For detecting low-abundance SPAC3F10.12c protein, implement these specialized approaches:

• Protein Concentration Methods:

  • TCA Precipitation: Add trichloroacetic acid to 10-20% final concentration to concentrate proteins before SDS-PAGE.

  • MWCO Filtration: Use 10 kDa molecular weight cut-off concentrators to enrich protein samples 10-50 fold.

  • Methanol-Chloroform Precipitation: Implement for samples containing detergents or salts that interfere with TCA precipitation.

• Signal Amplification Techniques:

  • Enhanced Chemiluminescence Plus (ECL+): Use higher-sensitivity substrates with multiple signal-generating cycles.

  • Tyramide Signal Amplification (TSA): Apply for immunofluorescence to amplify signal 10-100 fold.

  • Polymer-based Detection Systems: Employ HRP-polymer conjugates rather than simple enzyme-conjugated secondary antibodies.

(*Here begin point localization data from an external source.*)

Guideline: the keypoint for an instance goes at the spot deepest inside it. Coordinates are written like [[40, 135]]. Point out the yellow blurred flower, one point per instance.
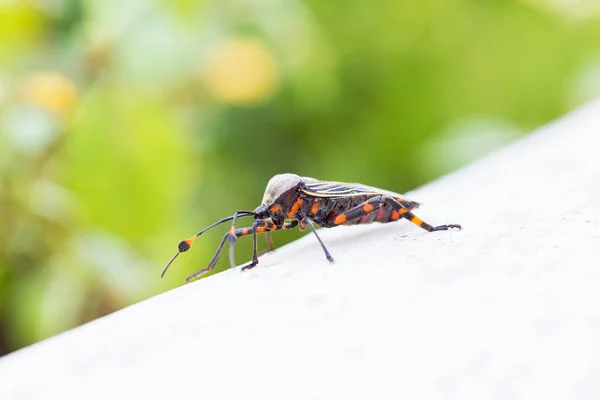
[[50, 90], [242, 71]]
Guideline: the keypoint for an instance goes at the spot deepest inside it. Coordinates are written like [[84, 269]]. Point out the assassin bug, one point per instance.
[[291, 200]]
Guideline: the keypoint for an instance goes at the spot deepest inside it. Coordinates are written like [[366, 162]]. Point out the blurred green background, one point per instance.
[[128, 126]]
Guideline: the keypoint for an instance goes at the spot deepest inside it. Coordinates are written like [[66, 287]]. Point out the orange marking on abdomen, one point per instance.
[[315, 207], [340, 219], [416, 221], [297, 206]]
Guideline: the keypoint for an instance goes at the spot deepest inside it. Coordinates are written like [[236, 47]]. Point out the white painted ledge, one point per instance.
[[509, 308]]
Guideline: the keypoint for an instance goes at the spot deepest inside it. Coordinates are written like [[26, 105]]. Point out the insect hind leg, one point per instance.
[[402, 212]]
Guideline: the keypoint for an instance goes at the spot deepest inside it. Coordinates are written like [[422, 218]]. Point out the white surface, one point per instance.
[[509, 308]]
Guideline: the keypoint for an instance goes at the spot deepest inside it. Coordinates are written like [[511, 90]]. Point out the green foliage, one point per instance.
[[124, 129]]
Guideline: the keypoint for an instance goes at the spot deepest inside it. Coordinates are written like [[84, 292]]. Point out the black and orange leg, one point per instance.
[[259, 226], [262, 226], [308, 222], [399, 211]]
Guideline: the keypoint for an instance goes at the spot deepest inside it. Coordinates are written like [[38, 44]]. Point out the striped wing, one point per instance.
[[316, 188]]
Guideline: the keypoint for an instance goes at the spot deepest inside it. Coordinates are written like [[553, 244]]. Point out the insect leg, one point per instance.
[[212, 262], [401, 211], [262, 226], [308, 221]]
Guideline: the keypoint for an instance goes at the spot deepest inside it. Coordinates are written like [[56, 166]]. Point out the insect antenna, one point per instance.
[[186, 244]]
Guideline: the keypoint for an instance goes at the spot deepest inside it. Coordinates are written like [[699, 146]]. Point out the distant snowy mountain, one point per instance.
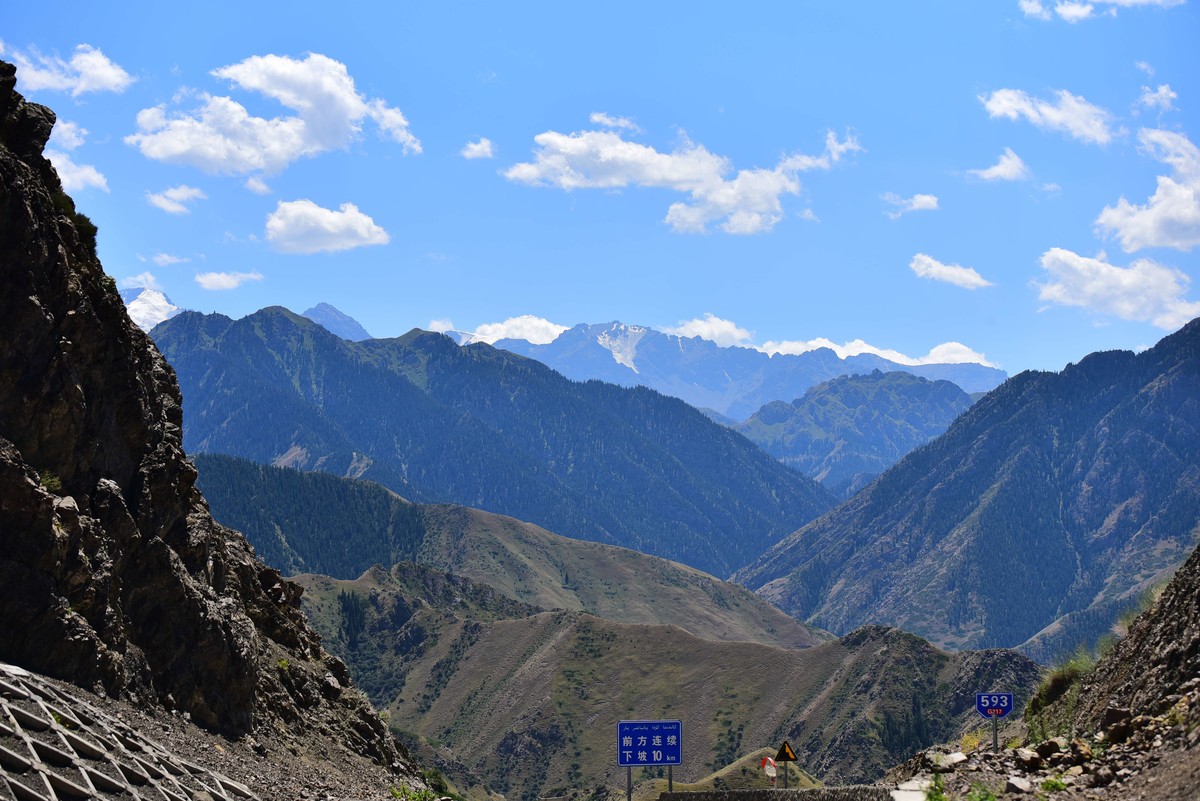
[[148, 307], [732, 381], [335, 321]]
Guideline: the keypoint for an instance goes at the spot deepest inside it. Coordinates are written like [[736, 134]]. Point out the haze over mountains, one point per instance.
[[733, 381], [483, 427], [1044, 510], [847, 431]]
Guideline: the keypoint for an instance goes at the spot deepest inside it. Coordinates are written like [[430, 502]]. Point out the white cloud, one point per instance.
[[712, 327], [745, 203], [904, 205], [948, 353], [1068, 113], [479, 149], [175, 199], [141, 281], [532, 329], [1144, 291], [609, 121], [1074, 12], [1171, 216], [67, 136], [167, 259], [221, 281], [222, 137], [76, 176], [304, 227], [1162, 98], [952, 273], [88, 71], [1033, 8], [1008, 168], [257, 185]]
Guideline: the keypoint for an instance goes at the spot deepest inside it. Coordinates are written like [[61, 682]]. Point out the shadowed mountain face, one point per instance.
[[526, 700], [316, 523], [733, 381], [847, 431], [1035, 519], [485, 428], [112, 572]]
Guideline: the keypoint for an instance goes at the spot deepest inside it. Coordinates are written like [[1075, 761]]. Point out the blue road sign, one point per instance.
[[994, 705], [649, 742]]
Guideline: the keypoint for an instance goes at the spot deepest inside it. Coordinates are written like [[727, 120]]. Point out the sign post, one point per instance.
[[994, 705], [785, 756], [646, 744]]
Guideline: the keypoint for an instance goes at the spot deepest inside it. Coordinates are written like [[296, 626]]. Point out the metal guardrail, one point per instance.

• Sample Enrichment Strategies:

  • Subcellular Fractionation: Isolate the cellular compartment where SPAC3F10.12c is primarily located.

  • Immunoprecipitation-Western Blot: Concentrate the protein by immunoprecipitation before detection.

  • Tandem Affinity Purification: For tagged proteins, use sequential purification steps to reduce background.

• Detection System Optimization:

  • Extended Exposure Times: Use high-sensitivity digital imaging systems with extended exposure capability.

  • Cooled CCD Cameras: Employ for detection of extremely weak chemiluminescent signals.

  • Direct Digital Imaging: Use systems like Odyssey CLx for near-infrared fluorescence detection with wider dynamic range.

• Protocol Modifications:

  • Reduced Transfer Time: For smaller proteins, shorter transfer times prevent over-transfer through the membrane.

  • Extended Antibody Incubation: Increase primary antibody incubation to overnight at 4°C to maximize binding.

  • PVDF Membrane: Use PVDF rather than nitrocellulose for higher protein binding capacity.

The affinity-purified nature of the SPAC3F10.12c antibody should provide reasonable sensitivity, but these techniques can further enhance detection of low-abundance targets.